Oh, that is interesting to hear, I was under the impression that Exa was doing quite well now, especially in the automotive sector. Many car manufacturers have started using Exa in the last couple of years. Have you run Exa in any benchmarks against other more traditional CFD codes?

pc March 22, 2006 09:05

please elaborate
If you're going to bad mouth a product you should at least provide some details supporting your statements.

What were you trying to simulate? Were you comparing with analytic results? Solutions from other codes? What were the "un-physical effects" you observed?

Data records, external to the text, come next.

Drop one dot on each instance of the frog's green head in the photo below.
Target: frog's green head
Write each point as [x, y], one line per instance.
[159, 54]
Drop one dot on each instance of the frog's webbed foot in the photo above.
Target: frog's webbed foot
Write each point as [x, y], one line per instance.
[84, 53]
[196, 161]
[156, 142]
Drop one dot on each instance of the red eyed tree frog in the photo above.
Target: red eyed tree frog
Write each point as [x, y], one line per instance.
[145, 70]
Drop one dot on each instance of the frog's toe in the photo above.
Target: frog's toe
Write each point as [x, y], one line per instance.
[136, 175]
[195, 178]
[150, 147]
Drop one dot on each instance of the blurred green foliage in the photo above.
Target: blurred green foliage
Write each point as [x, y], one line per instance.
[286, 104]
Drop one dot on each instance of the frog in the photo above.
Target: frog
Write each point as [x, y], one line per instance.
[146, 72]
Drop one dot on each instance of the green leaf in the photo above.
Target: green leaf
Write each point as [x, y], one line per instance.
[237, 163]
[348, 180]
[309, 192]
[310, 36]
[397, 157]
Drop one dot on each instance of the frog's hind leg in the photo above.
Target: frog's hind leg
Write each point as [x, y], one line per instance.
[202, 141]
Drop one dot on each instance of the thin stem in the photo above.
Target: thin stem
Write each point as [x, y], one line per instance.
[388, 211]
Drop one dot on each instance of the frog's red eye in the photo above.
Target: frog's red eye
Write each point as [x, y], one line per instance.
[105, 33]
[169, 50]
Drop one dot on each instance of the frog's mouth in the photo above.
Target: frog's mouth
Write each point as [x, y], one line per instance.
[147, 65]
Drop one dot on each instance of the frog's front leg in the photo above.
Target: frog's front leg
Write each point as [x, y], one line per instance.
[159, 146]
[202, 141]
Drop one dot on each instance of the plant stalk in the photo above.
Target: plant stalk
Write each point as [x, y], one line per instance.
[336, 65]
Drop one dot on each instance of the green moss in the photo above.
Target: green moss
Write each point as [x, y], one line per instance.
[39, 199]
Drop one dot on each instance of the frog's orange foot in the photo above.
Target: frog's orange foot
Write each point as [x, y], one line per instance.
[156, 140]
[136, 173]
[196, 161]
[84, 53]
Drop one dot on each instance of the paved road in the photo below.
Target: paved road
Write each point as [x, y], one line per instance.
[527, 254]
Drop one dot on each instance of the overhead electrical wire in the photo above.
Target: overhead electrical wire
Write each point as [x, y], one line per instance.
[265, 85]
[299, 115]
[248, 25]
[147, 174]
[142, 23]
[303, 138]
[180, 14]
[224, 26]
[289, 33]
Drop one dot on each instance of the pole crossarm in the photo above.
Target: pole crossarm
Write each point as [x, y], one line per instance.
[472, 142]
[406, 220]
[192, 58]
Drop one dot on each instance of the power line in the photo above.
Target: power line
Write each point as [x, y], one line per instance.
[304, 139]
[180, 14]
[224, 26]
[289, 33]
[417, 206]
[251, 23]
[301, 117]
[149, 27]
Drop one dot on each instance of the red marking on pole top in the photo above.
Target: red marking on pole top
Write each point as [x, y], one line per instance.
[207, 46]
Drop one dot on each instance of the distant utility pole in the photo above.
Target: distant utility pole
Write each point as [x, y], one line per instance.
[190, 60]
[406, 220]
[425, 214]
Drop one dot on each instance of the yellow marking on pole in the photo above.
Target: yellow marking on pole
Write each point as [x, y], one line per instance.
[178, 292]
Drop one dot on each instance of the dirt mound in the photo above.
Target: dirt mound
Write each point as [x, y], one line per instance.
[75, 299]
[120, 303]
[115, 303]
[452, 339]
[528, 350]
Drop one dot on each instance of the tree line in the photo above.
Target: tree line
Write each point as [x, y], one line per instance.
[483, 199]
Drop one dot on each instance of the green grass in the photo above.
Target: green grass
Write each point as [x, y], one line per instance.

Makaveli March 22, 2006 10:45

Re: please elaborate
This view seems to be one that's been around for a long while now (doing a quick search of this site) with a lot of bad mouthing going on and it does seem that the sales people at EXA have told a few (well maybe allot) of mis-truths. But as Jonas has stated powerflow seems to have found a niche market in external automotive aerodynamics with companies such as BMW, karmann and Volkswagen-Audi group using it. I have read an internal report from VW on the development of the Phaeton comparing results gained with powerflow with wind tunnel testing, the report showed a strong correlation between the tests and the CFD (sorry can't say too much more due to confidentiality agreements). I believe the reason for this is the complex geometry prevents powerflow from poorly predicting separation (a problem I understand it suffers from - again from this forum).

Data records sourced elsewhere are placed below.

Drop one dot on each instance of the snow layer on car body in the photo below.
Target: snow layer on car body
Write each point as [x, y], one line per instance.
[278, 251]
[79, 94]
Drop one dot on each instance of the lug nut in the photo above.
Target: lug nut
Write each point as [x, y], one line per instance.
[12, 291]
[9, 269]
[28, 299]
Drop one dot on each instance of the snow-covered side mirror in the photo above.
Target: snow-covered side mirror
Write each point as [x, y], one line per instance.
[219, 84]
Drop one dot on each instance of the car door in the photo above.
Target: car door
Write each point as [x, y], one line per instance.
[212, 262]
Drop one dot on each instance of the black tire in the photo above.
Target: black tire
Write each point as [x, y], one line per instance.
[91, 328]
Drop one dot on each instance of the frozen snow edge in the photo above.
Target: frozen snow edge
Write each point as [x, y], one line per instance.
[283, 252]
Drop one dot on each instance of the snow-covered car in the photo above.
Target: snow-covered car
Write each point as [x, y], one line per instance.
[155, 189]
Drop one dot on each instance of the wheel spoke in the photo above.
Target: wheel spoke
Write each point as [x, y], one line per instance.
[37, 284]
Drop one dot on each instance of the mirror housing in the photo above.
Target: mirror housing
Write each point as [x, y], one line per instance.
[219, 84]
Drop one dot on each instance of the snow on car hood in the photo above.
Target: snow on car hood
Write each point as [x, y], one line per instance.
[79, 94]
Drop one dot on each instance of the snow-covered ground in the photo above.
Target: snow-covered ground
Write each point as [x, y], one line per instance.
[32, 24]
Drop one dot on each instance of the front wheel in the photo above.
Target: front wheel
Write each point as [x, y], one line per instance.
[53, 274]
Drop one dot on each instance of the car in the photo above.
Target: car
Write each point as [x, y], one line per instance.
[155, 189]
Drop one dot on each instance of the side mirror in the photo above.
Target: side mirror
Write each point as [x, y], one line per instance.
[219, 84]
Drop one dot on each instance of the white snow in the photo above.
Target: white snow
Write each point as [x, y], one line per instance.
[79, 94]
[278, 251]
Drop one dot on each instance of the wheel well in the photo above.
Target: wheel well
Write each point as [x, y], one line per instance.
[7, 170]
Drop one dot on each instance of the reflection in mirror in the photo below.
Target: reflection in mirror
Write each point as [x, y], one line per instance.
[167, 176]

I have not used the software myself as I cannot afford to buy a licence for a second CFD code (I am currently using Fluent) but it is my belief that powerflow seems suitable for the niche it has found. It also has some very interesting features, including a very easy meshing system and although the "21st century CFD" seems a little rich, a Boltzmann Lattice solver is a an interesting addition to the CFD community. Maybe given as much development time as the current crop of FVM and FE solvers it will become just as multi-purpose, providing reliable results for a number of situations.

As pc said can you elaborate on your problems with powerflow as this is an area of interest to me. I have read "Evaluation of PowerFLOW for aerodynamic applications" ( and I am aware of the problems outlined in it but this paper is a little old now so some more information regarding newer versions would be nice.

pc March 24, 2006 09:05

guess not
I guess he didn't have much more to add....

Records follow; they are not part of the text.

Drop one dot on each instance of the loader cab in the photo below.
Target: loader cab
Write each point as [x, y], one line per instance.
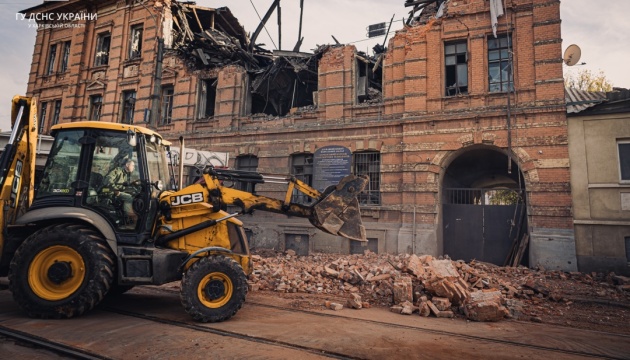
[114, 170]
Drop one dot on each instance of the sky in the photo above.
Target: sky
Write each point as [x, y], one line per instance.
[600, 29]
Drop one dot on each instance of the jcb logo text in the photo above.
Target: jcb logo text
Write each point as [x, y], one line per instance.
[186, 199]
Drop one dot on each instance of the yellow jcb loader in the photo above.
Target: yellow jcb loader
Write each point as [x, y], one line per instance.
[71, 238]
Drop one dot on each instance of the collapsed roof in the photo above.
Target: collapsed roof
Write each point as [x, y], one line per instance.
[207, 38]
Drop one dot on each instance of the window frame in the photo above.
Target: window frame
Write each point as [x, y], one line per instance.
[623, 180]
[454, 90]
[371, 195]
[305, 174]
[245, 163]
[43, 107]
[136, 29]
[166, 115]
[65, 57]
[52, 56]
[501, 58]
[93, 106]
[56, 112]
[128, 98]
[101, 56]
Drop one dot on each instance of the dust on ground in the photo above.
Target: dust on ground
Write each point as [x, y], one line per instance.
[595, 301]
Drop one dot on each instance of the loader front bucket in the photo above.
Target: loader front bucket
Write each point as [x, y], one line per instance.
[338, 211]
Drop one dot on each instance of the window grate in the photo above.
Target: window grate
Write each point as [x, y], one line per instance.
[482, 197]
[369, 163]
[302, 169]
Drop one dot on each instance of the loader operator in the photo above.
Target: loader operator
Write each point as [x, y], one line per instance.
[119, 180]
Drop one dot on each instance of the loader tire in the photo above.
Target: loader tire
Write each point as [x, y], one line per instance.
[61, 271]
[213, 289]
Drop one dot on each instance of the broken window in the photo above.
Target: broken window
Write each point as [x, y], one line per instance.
[52, 54]
[135, 42]
[56, 113]
[96, 104]
[456, 68]
[286, 83]
[623, 148]
[167, 104]
[369, 80]
[246, 163]
[369, 163]
[65, 57]
[207, 97]
[499, 67]
[302, 169]
[102, 49]
[129, 106]
[42, 116]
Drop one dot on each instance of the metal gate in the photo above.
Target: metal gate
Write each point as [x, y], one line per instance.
[482, 224]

Makaveli March 27, 2006 10:40

Re: guess not
Looks that way. I was hoping for an interesting debate, but unsubstantiated accusations just amount to tabloid-esque slander, not debate. Shame

anonymous April 6, 2006 22:13

Unfortunately CFD has become a commodity and many sales managers are under tremendous pressure to make numbers each quarter. In may experience CFD shopping I have found the Fluent staff most reputable (mostly PhD, CFD literate). The less sophisticated the product the less sophisticated the sales staff. CFdesign sales staff are by far least trustworthy and product is junk. If the sales person is not an engineer by training beware.